Efficiency of Using PNG's vs. BMP's With Large Files
I've written a mapping program in Delphi where the user can load a raster image in the background which I store in memory. In one case the user loaded a 44MB BMP successfully but the program was sluggish and when they printed (I tile the output) they got an Out Of Resources error. I converted the BMP to a PNG (3MB) and the program performs much better and the print job was successful.
Since the PNG has to be expanded to a DIB of the same size anyway why is there a performance/resource difference?

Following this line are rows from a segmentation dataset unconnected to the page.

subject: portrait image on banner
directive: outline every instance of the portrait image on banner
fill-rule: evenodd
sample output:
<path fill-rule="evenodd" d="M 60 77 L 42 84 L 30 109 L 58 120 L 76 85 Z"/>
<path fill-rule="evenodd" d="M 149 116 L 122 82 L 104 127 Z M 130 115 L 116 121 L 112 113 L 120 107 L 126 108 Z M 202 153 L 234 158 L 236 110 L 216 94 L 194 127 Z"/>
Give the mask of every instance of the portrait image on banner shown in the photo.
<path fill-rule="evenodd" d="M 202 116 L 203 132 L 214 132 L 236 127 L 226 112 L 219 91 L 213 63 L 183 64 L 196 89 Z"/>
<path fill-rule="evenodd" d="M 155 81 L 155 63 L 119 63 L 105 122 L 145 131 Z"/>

If anything it should take more work and memory allocations to load the PNG. What am I missing?
Since there don't seem to be any obvious answers I'll write a small demo project so I can research this further.

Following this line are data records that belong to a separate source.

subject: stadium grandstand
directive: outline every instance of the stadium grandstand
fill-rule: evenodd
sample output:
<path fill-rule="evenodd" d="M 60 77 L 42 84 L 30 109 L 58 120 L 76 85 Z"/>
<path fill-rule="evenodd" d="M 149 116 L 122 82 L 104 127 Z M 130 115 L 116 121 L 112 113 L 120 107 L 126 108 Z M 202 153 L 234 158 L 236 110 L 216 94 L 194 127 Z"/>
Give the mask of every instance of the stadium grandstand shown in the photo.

The difference is compression.
BMP = raw data as is PNG = same raw data using "lossless" compression
This has a saving in more than 1 way in programming circles ...
- loading the image results in loading less raw data in to ram.

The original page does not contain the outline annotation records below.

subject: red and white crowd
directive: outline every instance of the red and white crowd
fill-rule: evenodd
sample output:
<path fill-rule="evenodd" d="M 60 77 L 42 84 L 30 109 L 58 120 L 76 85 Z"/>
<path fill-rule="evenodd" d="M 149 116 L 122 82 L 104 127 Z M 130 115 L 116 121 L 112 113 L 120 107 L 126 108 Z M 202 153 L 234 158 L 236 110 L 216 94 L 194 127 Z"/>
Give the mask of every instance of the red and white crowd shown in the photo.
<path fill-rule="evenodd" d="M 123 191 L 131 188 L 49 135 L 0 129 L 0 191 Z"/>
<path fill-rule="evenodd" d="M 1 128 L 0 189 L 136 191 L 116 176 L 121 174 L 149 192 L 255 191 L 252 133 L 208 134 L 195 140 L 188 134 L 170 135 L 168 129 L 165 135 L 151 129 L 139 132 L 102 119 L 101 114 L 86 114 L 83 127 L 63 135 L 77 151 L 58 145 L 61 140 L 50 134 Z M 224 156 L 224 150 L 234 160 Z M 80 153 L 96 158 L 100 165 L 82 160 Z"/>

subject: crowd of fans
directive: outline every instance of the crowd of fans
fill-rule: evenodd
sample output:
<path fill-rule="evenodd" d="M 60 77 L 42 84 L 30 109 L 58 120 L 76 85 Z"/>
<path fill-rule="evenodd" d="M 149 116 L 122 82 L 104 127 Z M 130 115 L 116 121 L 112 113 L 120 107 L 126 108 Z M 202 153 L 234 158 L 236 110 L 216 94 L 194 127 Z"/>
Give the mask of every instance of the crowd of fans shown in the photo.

- You are then processing less raw data so you need less resource.
Tiling means the problem for you is exponential for example ...
44MB x 10 tiles = 440MB
3MB x 10 tiles = 30MB
Printers don't like being handed massive chunks of data and all but the more expensive printers tend to like to print and entire document in one go (eg buffer the whole stream).
So from your app the user says "Print" ... your code then says "right i'm gonna send 10 copies of this" and the printer starts "caching" 440MB of raw data.
Most common home printers rely on the pc to do the caching and print what it's given but a standard office printer will do the caching then print the doc.
However ... i think this is an optional thing you can tweak (i'm thinking it varies from printer to printer though).